The Orclind’s Biggest Party
The Orclind’s Biggest Party
It was supposed to be the party of a lifetime. That’s what he’d been told. That’s what everyone said.
Go to Boulder, people told him. The Moonset festival is the biggest party in the UTA!
But no one fucking told him that you could get altitude sickness by just being in the damn place.
Crash groaned. The cool tile of the hotel bathroom helped soothe a little bit of his discomfort, but not much. The nausea was like a wet blanket draped over his whole body, pressing him down into the floor and leaving him kinda damp all over.
Outside, the sounds of fireworks and pounding music heralded the festivities he couldn’t attend. Thousands of people from all over the world were gathered in the streets, drinking, eating, and hunting for someone or someones to spend the night with. He’d had so many grand plans to be among them.
Every single one was shot straight to Grim’s riverbank when he woke up that morning in a cold sweat, unable to catch his breath and about two seconds from chucking his guts into the toilet.
“Seemed like such a good idea,” he whimpered to no one. “Why did this seem like a good idea?”
Because Cece talked about it.
Crash pressed his face into a rough hotel towel, half-hoping he could smother himself into passing out and forgetting all about his ex.
It didn’t work. Not much did, besides getting absolutely obliterated or finding someone to bash him over the head with a pipe.
Cece was just one of those girls a man didn’t forget.

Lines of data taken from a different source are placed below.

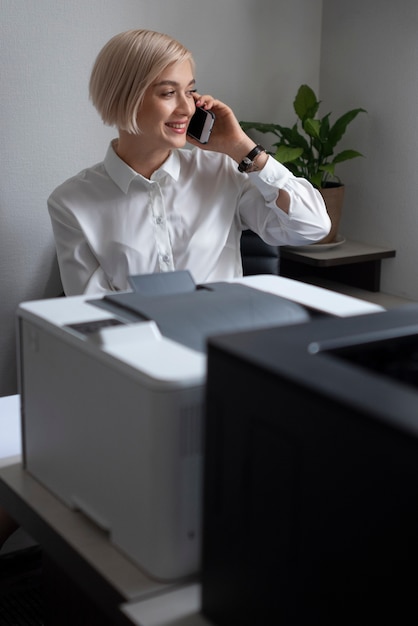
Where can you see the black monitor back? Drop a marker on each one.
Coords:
(311, 478)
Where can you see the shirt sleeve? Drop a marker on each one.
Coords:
(307, 220)
(79, 269)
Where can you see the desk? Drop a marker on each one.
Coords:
(352, 263)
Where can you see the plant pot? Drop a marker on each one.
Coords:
(333, 196)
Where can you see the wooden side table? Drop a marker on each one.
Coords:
(352, 263)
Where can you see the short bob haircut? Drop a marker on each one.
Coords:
(125, 67)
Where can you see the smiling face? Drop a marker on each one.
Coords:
(167, 108)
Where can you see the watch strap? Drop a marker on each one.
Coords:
(248, 161)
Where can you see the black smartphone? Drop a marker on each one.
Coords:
(201, 125)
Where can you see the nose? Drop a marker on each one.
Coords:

He wasn’t surprised when she broke it off with him.
He’d known from the moment they met that she was too damn good for a piece of shit like him.
Smart, funny as shit, more confident than a vampire at midnight, and so beautiful it hurt to look at her, Cecilia Warren was a taste of the good life he didn’t deserve.

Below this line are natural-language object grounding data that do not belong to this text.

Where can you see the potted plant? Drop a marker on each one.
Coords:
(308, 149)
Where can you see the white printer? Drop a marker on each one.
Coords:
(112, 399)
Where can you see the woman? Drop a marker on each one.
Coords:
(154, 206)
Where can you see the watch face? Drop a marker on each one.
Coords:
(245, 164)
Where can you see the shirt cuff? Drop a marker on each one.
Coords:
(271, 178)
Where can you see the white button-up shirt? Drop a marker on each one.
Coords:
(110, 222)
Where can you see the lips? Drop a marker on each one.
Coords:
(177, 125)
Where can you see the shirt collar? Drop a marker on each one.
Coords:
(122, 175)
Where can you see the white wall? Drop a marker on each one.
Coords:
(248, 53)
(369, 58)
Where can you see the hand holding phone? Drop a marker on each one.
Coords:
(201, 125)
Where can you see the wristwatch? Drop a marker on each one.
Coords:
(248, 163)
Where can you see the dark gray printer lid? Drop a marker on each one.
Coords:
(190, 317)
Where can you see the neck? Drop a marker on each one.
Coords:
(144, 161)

They’d had fun together, sure. He’d tried to treat her right, in all the ways a rough-edged orc who didn’t always fall on the right side of the law knew how, but in the end, they both knew it wouldn’t last.
She wasn’t his mate. He wasn’t a good fit for a ray of sunshine with a good life ahead of her.
But he was still fucking sad, and he fucking hated being fucking sad, so he bought a stupidly expensive last-minute ticket on an m-jet to Boulder, grabbed his bag, and set off to lose himself in alcohol for at least twenty-four hours.
Cecilia had mentioned to him once that she wanted to go to the legendary festival, so he supposed it’d been lodged in his head and came up again as some pathetic way to reconnect with her — kinda like a parasite or one of those tumors with teeth.
It figured that it was a disaster.
The universe didn’t want them together. It didn’t even want him thinking about her, apparently, because it’d struck him down with the most pathetic sickness he could imagine.
“I’m an orc,” he whined into the towel. “We’re built for mountains, for fuck’s sake!”
As if on cue, the universe responded with its own fuck you in the form of a disrespectfully loud pop and shatter of fireworks over the hotel.
A shudder wracked him as another wave of nausea crested. Pushing himself onto his hands, he pulled himself across the tile like a sweaty green seal. Crash slung his muscular body over the bowl of the toilet and hung his head, waiting for the inevitable.
When the deed was done, he thought, Well, I guess this could’ve been worse. If Cece was here, I’d be humiliated. What woman wants an orc who can’t handle a little altitude?
A hoarse laugh escaped his scorched throat as yet another round of fireworks seemed to indicate the universe agreed with him. Heartbreak sucked, but at least he had his pride. Or what was left of it, anyway.
“Aw, fuck.” He staggered upright to rinse his mouth. Stumbling back into the main room, he collapsed into bed.
Crash groped mindlessly for his phone, hidden somewhere in the sweaty knot of blankets, as the colorful lights from the fireworks shone through his window. Squinting at the screen, he pulled up the airline’s app to change his ticket.
He should’ve never come, and he didn’t intend to spend another hour in the wretched city if he didn’t have to.
He wanted his own damn bed in his own damn apartment in his own damn city, where he didn’t feel like his brain was being squeezed in a vice and memories of his ex came up as regularly as vomit.
Heartbreak, it turned out, couldn’t be fixed with a party. Even if the party was legendary.